When Duane Acker assumed the presidency of Kansas State University on July 1, 1975, he inherited both the management team of his 25-year predecessor and their operating traditions. Though universities were past the student unrest days of the Viet Nam era, the average tenure of university presidents was only three and a half years. Acker told his friends his goal was to "survive for six years and stay no more than ten." Acker shares anecdotally and with some humor a sample of his encounters, several involving pairs. There were the two horse blankets that could not be found for President Reagan's visit, red-in-the face "debating" by two basketball coaches, the two staff tenure systems he found, his two trips to China and the two franchises he wanted, "lines in the sand" with two local bankers, whether two regents had made their way to Heaven, and strategies that yielded two new building projects at one time, twice. Two at a Time provides a telling glimpse into the life of a state university president and the challenges faced, as well as satisfactions that the presidency yielded for him and his wife.

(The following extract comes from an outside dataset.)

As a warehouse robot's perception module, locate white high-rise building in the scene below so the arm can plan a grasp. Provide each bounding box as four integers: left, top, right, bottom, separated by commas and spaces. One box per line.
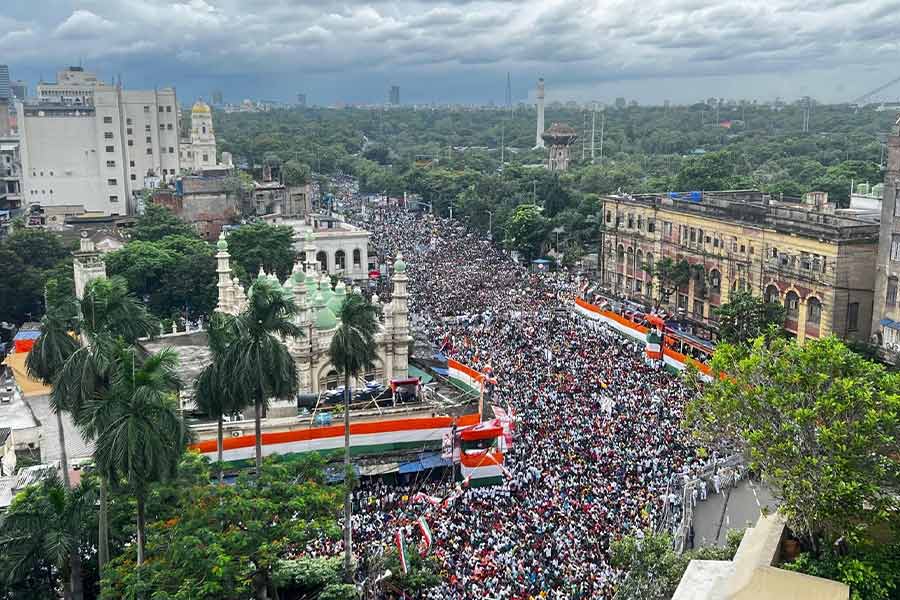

Acker also shares later experiences, and shows that life doesn't end after a university presidency.
TWO AT A TIME
Reflections and Revelations of a Kansas State University Presidency and the Years that Followed.By Duane C. AckeriUniverse, Inc.
Copyright © 2010 Duane C. Acker
All right reserved.ISBN: 978-1-4502-1966-2Contents
Acknowledgements........................................................xiIntroduction............................................................xiiiChapter I. The Summer of Discovery......................................1Chapter II. Year 1, Expectations and More Questions.....................24Chapter III. The Web....................................................53Chapter IV. Intercollegiate Athletics...................................59Chapter V. Political Theatre............................................79Chapter VI. Leadership and Management...................................119Chapter VII. The Campus Beyond..........................................151Chapter VIII. Building A Tradition......................................173Chapter IX. University Guests...........................................181Chapter X. Faculty and Staff............................................198Chapter XI. Students and Surprises......................................218Chapter XII. Apprehensions and Satisfactions............................249Chapter XIII. After the Presidency......................................272Citations...............................................................280Index...................................................................287
Chapter One
The Summer of Discovery
Just a Loan 4 p.m., June 30, 1975
Grace Lindquist, secretary to retiring President James McCain, called mid-afternoon as the movers were yet unloading boxes and furniture in the garage at what would be, after necessary rewiring and some remodeling was completed, our new home on the Kansas State University campus, "The president is going down to a four o'clock meeting with the Foundation executive committee on some athletic department issues and wondered if you would like to go along."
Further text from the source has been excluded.